Transit workers overwhelmingly reject city contract offer | The Coast Halifax

Transit workers overwhelmingly reject city contract offer

Citing bad faith negotiating on city's part, union poised to strike February 2.

Halifax transit workers have overwhelming rejected a contract offer from the city, and could therefore go on strike February 2.

The contract vote was unambiguous. About 700 of the 763 transit workers cast ballots, with 98.4 voting against---fewer than 10 people voted to accept the city’s offer, says Ken Wilson, president of Amalgamated Transit Union Local 508, which represents local transit workers.

The city’s contract offer was “an insult” to the workers, says Wilson, who maintains that the city has acted in bad faith since the union’s previous contract expired in September.

The city offered a small pay increase, but that wasn’t the sticking point, says Wilson. “What is the point of striking over wages in 2012? I know the economy’s bad. The state of the economy---everyone’s going through a downturn---we understand that.”

Rather, says Wilson, the city is trying to turn back previous agreements over scheduling, the use of part-time employees and, most importantly, contracting out entire job categories like mechanics, Access-A-Bus drivers, ferry staff and potentially even regular route drivers.

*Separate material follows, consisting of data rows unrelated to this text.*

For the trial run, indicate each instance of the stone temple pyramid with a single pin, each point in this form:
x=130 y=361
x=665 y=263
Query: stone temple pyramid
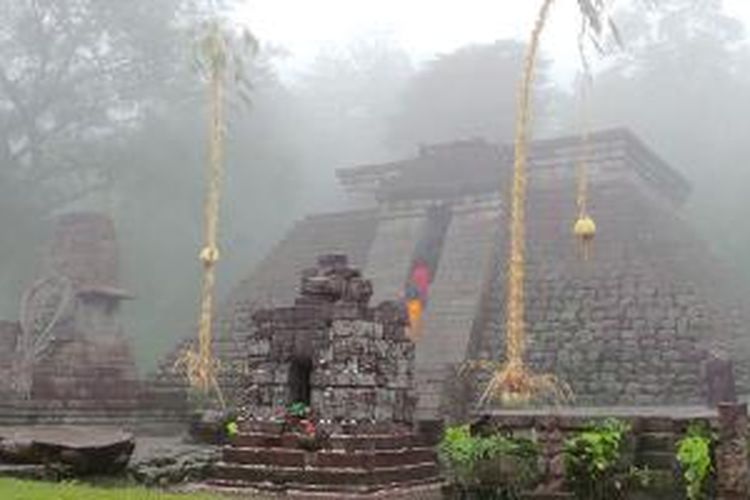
x=636 y=323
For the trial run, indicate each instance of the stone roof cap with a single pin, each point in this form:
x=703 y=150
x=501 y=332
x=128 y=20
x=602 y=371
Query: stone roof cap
x=476 y=166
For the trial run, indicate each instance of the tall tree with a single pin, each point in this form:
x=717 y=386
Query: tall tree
x=681 y=85
x=468 y=93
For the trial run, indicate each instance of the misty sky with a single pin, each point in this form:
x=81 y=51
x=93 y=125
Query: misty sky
x=422 y=27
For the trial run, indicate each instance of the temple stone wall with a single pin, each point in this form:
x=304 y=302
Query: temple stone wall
x=358 y=361
x=623 y=327
x=273 y=283
x=634 y=324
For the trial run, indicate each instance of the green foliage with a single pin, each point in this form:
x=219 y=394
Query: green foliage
x=694 y=457
x=232 y=429
x=593 y=458
x=500 y=465
x=298 y=410
x=13 y=489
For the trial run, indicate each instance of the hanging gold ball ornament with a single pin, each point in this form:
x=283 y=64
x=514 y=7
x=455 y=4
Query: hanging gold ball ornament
x=585 y=228
x=209 y=255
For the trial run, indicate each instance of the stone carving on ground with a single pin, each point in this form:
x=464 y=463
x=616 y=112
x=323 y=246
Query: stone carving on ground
x=44 y=305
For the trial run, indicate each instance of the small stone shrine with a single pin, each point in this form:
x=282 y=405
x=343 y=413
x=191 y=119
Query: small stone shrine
x=348 y=369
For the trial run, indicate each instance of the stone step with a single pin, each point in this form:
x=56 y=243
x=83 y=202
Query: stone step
x=656 y=441
x=326 y=477
x=658 y=460
x=337 y=441
x=325 y=458
x=422 y=489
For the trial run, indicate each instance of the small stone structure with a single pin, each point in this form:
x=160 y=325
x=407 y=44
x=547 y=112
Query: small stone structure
x=82 y=369
x=353 y=366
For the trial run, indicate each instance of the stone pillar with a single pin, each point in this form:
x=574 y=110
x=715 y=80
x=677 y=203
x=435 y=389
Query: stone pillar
x=733 y=482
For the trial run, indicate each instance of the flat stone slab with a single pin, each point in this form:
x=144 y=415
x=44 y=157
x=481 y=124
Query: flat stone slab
x=68 y=436
x=83 y=450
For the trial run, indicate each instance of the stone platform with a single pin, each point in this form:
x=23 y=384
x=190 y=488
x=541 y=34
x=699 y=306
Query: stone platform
x=264 y=457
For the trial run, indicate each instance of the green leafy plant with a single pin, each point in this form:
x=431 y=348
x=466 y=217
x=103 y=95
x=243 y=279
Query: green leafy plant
x=495 y=465
x=694 y=457
x=297 y=410
x=232 y=429
x=593 y=458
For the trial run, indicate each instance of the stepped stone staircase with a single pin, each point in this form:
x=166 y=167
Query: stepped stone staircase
x=273 y=283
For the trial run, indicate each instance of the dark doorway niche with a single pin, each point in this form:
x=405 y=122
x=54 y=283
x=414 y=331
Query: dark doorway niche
x=300 y=371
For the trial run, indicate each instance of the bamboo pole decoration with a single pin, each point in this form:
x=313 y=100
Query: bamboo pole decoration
x=200 y=365
x=512 y=382
x=515 y=322
x=210 y=253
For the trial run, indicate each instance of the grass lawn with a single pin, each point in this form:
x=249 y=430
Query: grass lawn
x=13 y=489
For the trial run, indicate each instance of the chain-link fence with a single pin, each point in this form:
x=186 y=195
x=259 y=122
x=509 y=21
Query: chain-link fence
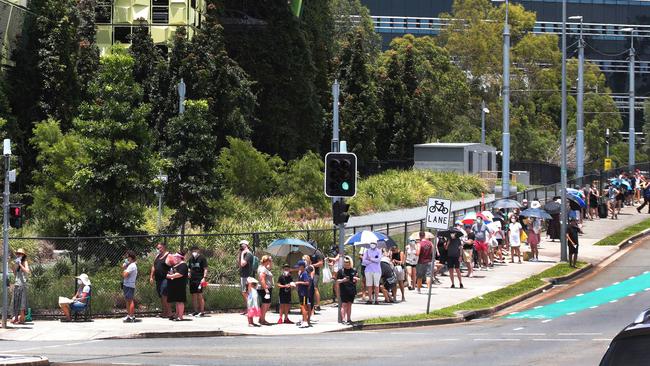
x=56 y=261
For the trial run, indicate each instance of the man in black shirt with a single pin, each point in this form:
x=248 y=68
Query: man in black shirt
x=245 y=262
x=572 y=241
x=198 y=279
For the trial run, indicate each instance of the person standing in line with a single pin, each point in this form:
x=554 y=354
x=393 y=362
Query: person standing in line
x=371 y=259
x=129 y=277
x=245 y=263
x=572 y=242
x=411 y=263
x=397 y=257
x=425 y=257
x=21 y=270
x=302 y=285
x=177 y=284
x=198 y=279
x=284 y=283
x=514 y=237
x=252 y=302
x=317 y=261
x=158 y=274
x=265 y=293
x=347 y=279
x=454 y=248
x=480 y=231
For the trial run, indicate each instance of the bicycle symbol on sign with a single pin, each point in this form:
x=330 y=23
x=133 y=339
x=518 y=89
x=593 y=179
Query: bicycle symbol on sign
x=439 y=206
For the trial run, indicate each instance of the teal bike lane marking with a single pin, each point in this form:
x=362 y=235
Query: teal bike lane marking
x=589 y=300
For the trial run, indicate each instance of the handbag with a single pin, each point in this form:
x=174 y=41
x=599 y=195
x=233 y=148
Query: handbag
x=327 y=275
x=523 y=236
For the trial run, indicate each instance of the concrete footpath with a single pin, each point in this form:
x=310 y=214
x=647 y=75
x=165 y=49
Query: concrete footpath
x=326 y=321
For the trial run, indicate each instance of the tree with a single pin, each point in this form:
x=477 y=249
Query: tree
x=88 y=59
x=360 y=112
x=212 y=75
x=192 y=154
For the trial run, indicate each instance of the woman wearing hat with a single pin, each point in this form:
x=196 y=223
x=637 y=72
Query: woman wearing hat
x=21 y=270
x=80 y=299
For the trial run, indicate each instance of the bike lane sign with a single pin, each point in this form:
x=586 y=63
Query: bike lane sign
x=438 y=214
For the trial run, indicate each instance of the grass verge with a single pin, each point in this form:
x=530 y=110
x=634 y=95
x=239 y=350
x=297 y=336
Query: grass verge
x=619 y=236
x=488 y=300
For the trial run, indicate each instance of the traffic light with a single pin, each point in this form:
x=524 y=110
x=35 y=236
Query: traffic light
x=340 y=174
x=16 y=215
x=340 y=213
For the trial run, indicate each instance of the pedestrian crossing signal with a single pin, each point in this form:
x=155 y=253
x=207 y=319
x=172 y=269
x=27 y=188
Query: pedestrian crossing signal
x=340 y=175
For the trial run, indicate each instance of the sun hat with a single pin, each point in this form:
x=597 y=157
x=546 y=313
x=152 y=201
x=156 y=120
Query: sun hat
x=84 y=279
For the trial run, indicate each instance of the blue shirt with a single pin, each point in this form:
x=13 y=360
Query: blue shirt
x=303 y=290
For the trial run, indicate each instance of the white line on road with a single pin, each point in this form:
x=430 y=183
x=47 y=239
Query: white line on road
x=555 y=339
x=497 y=339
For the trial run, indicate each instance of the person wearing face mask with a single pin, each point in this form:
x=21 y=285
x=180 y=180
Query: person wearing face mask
x=266 y=289
x=514 y=237
x=372 y=259
x=198 y=279
x=284 y=283
x=21 y=270
x=79 y=301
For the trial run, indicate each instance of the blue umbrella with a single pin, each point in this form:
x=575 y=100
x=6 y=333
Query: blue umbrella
x=282 y=247
x=536 y=212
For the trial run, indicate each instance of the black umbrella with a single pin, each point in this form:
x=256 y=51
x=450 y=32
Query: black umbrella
x=553 y=207
x=506 y=203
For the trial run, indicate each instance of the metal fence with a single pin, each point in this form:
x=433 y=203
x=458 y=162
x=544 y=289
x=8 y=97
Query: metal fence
x=56 y=261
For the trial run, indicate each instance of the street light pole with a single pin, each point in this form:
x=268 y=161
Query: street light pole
x=580 y=138
x=505 y=175
x=563 y=173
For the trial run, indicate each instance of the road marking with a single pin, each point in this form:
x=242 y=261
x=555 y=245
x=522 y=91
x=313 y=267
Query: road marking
x=555 y=339
x=497 y=339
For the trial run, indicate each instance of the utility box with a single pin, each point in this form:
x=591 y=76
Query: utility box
x=468 y=158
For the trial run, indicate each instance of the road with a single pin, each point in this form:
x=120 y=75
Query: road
x=575 y=334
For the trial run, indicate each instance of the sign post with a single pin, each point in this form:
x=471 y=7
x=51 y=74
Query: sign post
x=438 y=218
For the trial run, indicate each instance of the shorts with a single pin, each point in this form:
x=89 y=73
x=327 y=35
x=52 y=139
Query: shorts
x=423 y=270
x=373 y=278
x=129 y=292
x=161 y=287
x=285 y=298
x=194 y=286
x=262 y=293
x=453 y=262
x=304 y=300
x=480 y=246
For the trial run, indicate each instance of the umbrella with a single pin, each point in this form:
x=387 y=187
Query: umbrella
x=536 y=212
x=282 y=247
x=469 y=218
x=506 y=203
x=364 y=238
x=416 y=235
x=552 y=207
x=577 y=200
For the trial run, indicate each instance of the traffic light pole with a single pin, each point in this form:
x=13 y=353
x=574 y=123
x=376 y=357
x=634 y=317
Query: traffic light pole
x=5 y=241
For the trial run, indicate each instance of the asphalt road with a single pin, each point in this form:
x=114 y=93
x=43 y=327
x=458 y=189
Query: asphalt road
x=580 y=338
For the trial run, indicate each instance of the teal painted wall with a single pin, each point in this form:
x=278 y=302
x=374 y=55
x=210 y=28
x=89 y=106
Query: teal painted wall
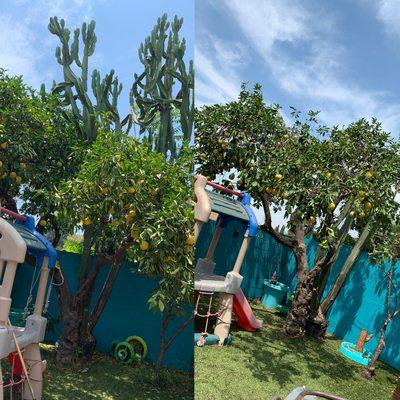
x=125 y=314
x=360 y=304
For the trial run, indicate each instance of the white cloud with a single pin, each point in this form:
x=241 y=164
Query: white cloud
x=271 y=28
x=25 y=41
x=388 y=11
x=217 y=69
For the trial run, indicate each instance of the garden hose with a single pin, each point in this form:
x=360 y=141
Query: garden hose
x=138 y=344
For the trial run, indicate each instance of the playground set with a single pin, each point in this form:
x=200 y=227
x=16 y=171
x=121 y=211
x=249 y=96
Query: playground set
x=207 y=284
x=20 y=345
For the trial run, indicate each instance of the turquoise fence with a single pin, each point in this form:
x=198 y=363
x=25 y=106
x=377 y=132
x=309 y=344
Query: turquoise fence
x=360 y=304
x=125 y=314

At the first contract negotiation meeting in September, management proposed 270 changes to the previous contract. Rather than bargain over terms, in October management called in a concilliator; with the concilliator present, the two sides met just twice in December and four times in January.

“Let me be crystal clear: there was absolutely no bargaining taking place at any of these dates,” says Wilson. “This employer never came to the table to bargain; they came to the table with one mandate only---to take from us.”

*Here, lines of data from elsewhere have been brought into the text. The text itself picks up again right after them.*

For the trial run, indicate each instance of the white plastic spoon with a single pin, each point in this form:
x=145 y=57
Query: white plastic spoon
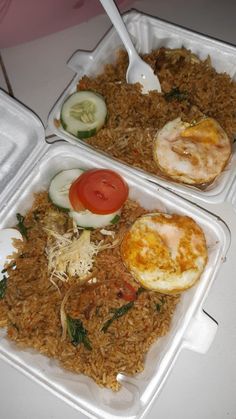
x=7 y=248
x=138 y=71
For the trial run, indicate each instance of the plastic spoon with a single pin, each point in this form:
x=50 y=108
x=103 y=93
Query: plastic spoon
x=138 y=71
x=7 y=248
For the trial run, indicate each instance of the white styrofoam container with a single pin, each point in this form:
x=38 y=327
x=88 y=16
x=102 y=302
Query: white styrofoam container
x=149 y=33
x=191 y=327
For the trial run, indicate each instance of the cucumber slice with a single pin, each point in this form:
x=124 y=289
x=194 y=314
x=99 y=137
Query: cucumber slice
x=87 y=219
x=83 y=113
x=59 y=188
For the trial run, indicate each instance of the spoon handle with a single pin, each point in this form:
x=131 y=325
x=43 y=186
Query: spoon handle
x=118 y=23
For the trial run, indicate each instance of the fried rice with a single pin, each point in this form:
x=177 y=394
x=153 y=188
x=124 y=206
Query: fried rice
x=191 y=89
x=31 y=307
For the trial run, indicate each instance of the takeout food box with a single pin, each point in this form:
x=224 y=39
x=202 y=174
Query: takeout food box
x=27 y=166
x=150 y=33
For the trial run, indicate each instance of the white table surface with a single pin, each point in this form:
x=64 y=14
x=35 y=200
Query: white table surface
x=199 y=386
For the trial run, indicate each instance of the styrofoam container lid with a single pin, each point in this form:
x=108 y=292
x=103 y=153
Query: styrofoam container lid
x=150 y=33
x=21 y=142
x=191 y=327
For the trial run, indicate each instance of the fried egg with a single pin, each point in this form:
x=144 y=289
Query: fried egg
x=165 y=253
x=194 y=154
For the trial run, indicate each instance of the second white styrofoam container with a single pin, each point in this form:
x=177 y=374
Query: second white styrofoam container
x=190 y=328
x=150 y=33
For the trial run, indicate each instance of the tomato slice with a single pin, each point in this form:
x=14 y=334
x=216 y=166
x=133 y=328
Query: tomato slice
x=101 y=191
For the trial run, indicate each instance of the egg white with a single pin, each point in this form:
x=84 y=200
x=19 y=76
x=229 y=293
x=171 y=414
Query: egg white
x=165 y=253
x=192 y=154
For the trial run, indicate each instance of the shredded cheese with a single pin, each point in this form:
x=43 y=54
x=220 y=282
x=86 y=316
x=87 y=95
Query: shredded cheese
x=71 y=257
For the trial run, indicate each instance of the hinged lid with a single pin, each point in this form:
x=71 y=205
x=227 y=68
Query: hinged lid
x=21 y=144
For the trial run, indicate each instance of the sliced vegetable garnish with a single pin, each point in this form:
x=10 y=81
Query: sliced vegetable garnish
x=3 y=287
x=60 y=185
x=101 y=191
x=83 y=113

Wilson uses as an example a conflict over ferry operations. “There was something that the employer wanted, and there was something that I wanted,” says Wilson. “And I said, ‘OK, what are you prepared to offer?’ And all of a sudden they threw their pens down and said, ‘We’re not here to offer nothing.’ I looked at the concilliator and said, ‘This is not bargaining; this is demanding.’”

The concilliator’s report is not public record, and Wilson will not divulge its contents, but other union members have told The Coast it’s highly critical of the city.

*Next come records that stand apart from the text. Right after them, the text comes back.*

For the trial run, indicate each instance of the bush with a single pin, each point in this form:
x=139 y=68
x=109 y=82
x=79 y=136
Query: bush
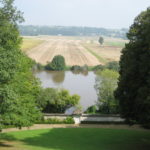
x=68 y=120
x=57 y=64
x=113 y=65
x=98 y=67
x=91 y=110
x=106 y=84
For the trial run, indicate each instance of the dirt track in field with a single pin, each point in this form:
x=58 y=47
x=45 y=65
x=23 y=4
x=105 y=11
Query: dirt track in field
x=72 y=50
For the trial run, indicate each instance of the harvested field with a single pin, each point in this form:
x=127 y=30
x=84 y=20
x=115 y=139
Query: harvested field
x=76 y=50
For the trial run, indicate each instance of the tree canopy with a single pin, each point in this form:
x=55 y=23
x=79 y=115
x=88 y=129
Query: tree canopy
x=58 y=63
x=106 y=84
x=133 y=90
x=101 y=40
x=18 y=87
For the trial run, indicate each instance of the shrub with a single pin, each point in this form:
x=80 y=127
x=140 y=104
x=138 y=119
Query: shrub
x=91 y=110
x=57 y=64
x=68 y=120
x=113 y=65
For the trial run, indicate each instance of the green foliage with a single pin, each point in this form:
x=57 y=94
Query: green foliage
x=57 y=64
x=101 y=40
x=106 y=84
x=68 y=120
x=18 y=87
x=98 y=68
x=113 y=65
x=54 y=101
x=133 y=90
x=91 y=110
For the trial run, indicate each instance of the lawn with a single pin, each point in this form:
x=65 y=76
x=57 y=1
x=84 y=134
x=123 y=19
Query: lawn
x=76 y=139
x=29 y=43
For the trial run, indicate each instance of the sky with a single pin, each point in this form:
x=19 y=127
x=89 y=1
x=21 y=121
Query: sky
x=93 y=13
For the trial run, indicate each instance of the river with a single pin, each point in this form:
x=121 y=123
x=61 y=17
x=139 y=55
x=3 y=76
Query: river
x=77 y=83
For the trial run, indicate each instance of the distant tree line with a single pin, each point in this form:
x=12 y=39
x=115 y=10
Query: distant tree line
x=29 y=30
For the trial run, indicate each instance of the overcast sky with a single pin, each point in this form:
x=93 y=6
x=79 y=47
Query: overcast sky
x=93 y=13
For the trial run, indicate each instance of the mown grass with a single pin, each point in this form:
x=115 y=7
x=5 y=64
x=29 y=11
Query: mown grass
x=79 y=139
x=29 y=43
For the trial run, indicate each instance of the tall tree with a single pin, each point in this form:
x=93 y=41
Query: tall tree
x=101 y=40
x=18 y=87
x=106 y=83
x=133 y=90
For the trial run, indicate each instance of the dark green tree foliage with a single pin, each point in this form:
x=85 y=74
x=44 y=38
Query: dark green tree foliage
x=133 y=90
x=113 y=65
x=53 y=101
x=101 y=40
x=58 y=63
x=18 y=87
x=106 y=83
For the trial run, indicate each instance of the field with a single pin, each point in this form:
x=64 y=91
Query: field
x=29 y=43
x=76 y=50
x=76 y=139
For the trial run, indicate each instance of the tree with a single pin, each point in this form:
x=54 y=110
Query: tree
x=58 y=63
x=101 y=40
x=106 y=83
x=113 y=65
x=18 y=86
x=53 y=101
x=133 y=90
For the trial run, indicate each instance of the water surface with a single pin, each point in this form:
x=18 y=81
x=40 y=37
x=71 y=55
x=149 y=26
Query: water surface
x=77 y=83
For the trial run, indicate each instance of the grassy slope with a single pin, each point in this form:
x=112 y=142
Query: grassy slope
x=79 y=139
x=29 y=43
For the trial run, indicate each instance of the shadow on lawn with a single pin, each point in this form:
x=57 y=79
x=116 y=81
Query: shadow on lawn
x=4 y=138
x=86 y=139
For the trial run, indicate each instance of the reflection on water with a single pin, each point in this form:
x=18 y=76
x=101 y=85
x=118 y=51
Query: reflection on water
x=58 y=76
x=81 y=83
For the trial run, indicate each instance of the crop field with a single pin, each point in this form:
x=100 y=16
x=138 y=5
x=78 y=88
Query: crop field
x=76 y=50
x=76 y=139
x=29 y=43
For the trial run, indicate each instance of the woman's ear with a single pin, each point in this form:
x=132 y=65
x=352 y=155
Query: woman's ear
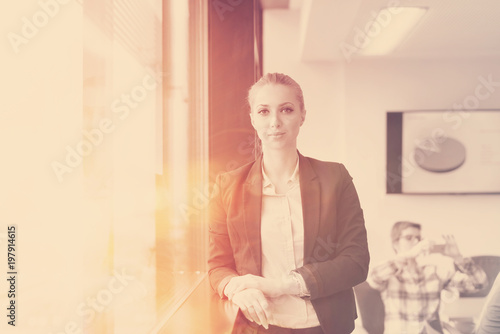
x=251 y=119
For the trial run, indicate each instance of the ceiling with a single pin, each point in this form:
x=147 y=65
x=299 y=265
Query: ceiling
x=450 y=28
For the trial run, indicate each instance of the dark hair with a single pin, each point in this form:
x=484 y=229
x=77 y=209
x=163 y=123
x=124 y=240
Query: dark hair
x=277 y=79
x=398 y=227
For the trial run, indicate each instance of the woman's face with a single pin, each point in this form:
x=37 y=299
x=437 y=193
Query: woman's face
x=276 y=116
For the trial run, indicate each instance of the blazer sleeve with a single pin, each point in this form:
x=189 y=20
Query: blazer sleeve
x=349 y=264
x=221 y=264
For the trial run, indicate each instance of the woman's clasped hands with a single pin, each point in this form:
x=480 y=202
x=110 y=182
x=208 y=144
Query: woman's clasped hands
x=250 y=292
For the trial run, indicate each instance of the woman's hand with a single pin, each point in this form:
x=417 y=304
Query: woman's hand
x=270 y=287
x=254 y=306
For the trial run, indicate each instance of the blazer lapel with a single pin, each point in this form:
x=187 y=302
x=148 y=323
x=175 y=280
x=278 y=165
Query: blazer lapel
x=252 y=202
x=310 y=192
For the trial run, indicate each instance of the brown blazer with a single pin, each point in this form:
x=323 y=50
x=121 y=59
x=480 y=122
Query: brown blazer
x=335 y=247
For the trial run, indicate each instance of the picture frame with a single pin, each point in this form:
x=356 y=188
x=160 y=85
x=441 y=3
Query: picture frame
x=443 y=152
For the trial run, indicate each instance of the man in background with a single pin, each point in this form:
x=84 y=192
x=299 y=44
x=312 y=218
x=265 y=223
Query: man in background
x=411 y=282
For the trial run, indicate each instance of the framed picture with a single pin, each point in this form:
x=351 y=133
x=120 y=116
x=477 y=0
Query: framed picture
x=443 y=152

The union made a counter offer last week, which was rejected by the city, and so Wilson had no choice but to take the city’s offer to membership for a vote.

Wilson is not surprised at the lopsided vote to reject the offer. “My people are extremely offended,” he says. “This employer has basically slapped their employees in the face with this offer.”

After the vote, the city issued a press release saying it was “disappointed” at the outcome. “We put forward a contract package, inclusive of wage increases, that would allow us to build a sustainable, reliable transit service for the future,” says Metro Transit manager Eddie Robar in the release.